MUMBAI: India’s outward remittances for education abroad fell 24% year-on-year to around $0.32 billion in August 2025, compared to $0.42 billion in August 2024. The figure was the lowest for August since 2017, a month that typically sees higher remittances at the start of the academic season in the US.“The 24% decline in remittances to education shows how closely India’s foreign exchange outflows are linked to a complex mix of global policy, economic and behavioral changes that shape India’s outward currency flows,” said Pavan Kavad, MD of currency exchange firm Prithvi Exchange (India) Ltd.Education-related expenditure, one of the largest components of the liberalized cash transfer program after travel, is losing steam, even taking into account pocket money that falls under the category of ‘maintenance of immediate relatives’.
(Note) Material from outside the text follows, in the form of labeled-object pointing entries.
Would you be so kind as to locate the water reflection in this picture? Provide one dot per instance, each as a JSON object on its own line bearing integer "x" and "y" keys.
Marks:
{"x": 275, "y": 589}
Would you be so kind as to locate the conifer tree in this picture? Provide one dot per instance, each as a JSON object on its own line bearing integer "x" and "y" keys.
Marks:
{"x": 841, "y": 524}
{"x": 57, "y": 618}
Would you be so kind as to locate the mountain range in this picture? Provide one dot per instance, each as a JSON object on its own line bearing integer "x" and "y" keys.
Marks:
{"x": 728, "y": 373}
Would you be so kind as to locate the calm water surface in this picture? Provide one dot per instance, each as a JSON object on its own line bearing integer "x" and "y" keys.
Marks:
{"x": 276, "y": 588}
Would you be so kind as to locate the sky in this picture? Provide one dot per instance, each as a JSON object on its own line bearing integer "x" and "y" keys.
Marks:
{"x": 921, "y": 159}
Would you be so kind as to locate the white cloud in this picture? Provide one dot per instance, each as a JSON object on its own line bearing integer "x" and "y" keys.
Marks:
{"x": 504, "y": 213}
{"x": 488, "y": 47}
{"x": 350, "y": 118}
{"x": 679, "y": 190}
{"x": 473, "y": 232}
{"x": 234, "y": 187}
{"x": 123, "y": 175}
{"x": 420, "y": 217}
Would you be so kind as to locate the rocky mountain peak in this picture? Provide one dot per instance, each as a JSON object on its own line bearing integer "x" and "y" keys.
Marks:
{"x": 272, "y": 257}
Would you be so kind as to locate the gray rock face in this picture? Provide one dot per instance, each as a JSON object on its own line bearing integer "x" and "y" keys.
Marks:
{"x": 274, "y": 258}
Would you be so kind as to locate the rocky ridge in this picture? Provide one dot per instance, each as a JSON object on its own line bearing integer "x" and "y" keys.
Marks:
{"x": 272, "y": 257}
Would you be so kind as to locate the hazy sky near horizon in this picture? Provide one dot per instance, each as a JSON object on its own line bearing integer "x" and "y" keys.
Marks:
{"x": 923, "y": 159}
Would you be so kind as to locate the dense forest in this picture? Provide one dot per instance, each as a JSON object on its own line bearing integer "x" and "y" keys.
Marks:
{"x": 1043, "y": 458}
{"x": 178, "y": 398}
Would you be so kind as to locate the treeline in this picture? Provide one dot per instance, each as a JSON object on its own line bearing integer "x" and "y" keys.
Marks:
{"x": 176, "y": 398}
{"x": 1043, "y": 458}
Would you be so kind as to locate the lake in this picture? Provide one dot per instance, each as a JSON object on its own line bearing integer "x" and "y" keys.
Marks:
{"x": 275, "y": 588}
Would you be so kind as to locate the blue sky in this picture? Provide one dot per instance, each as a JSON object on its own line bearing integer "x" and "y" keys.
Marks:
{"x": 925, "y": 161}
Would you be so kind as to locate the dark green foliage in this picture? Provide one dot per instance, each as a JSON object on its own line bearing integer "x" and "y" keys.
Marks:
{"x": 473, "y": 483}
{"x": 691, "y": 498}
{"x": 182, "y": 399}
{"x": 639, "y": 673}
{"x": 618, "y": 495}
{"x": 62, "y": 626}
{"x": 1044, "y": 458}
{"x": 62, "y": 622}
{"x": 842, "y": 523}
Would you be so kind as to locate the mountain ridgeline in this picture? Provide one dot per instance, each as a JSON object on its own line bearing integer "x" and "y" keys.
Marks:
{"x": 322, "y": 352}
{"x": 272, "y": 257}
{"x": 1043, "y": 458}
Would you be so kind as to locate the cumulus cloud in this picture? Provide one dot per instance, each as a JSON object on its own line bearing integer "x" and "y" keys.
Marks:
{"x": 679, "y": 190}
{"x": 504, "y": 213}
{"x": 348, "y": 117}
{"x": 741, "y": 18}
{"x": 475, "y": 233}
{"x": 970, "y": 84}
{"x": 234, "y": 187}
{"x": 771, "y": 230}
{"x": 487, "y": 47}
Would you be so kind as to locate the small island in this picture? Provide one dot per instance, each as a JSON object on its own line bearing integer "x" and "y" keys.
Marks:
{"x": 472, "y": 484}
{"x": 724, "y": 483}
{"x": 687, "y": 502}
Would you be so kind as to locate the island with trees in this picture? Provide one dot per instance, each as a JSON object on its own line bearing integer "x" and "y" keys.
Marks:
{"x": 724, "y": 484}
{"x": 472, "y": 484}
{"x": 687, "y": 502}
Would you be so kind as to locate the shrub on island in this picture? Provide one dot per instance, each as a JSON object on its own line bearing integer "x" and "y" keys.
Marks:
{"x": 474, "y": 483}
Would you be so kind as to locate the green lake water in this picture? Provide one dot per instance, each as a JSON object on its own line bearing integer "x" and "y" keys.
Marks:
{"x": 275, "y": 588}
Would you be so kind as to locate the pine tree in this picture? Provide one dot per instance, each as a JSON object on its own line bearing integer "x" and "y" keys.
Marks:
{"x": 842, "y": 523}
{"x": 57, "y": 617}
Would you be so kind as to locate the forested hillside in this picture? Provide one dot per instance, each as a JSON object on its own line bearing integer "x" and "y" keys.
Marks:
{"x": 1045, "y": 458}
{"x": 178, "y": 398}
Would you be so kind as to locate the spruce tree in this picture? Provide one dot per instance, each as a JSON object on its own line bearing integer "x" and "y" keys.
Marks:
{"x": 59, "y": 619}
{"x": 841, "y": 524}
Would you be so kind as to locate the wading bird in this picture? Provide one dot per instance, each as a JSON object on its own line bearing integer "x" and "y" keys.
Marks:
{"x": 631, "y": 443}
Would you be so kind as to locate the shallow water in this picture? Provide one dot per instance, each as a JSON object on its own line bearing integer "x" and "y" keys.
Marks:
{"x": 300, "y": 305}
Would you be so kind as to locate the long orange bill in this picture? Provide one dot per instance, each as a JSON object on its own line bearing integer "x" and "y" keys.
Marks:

Remittances are seeing a steady decline after peaking at $2.3 billion in 2021
From $787.8 million in 2017, remittances rose to $1.95 billion in 2019, before the pandemic reduced them to $1.12 billion in 2020. The 2021 lockdown recovery ($2.37 billion) proved short-lived. Since then, the shift has remained stable.“Stricter visa standards in top study destinations such as the US, UK and Canada have had a direct impact on the timing and volume of remittances to education,” Kavad added. “Many students face higher denial rates or lengthy processing, forcing families to defer or defer payments.”Education consultant Karan Gupta said a shift is happening. “Those headed for diploma courses or secondary universities abroad are pulling out as returns on investment no longer stack up,” he said. Another advisor, Pratibha Jain, said that when “the US closes its doors to our students, they will not go to other countries but stay here at home.” She added that India’s own universities now offer “a range of courses, many of which are comparable to those of the world”, prompting more students to stay behind for undergraduate studies and look abroad only for postgraduate programs.However, Gupta pointed out that top performers continue to apply abroad in record numbers. “The number of admissions has doubled or even tripled in some cases,” he said. “What we are seeing now is not just fewer students going abroad – it is a recalibration of the expectations, priorities and financial decisions of both families and institutions.”With annual education costs soaring – CAD30,000 in Canada, £22,000 in Britain – and a weakening rupee, families are also turning to cheaper alternatives abroad, such as Australia and New Zealand, which offer simpler visa rules and a lower cost of living.“Many parents have become increasingly cautious,” says Kavad. “They are opting for partial payments or splitting remittances to manage currency volatility and uncertainties in foreign admission timelines. The moderation of education-related outflows is not just about fewer students going abroad – it reflects a more cautious and strategic approach to foreign spending.”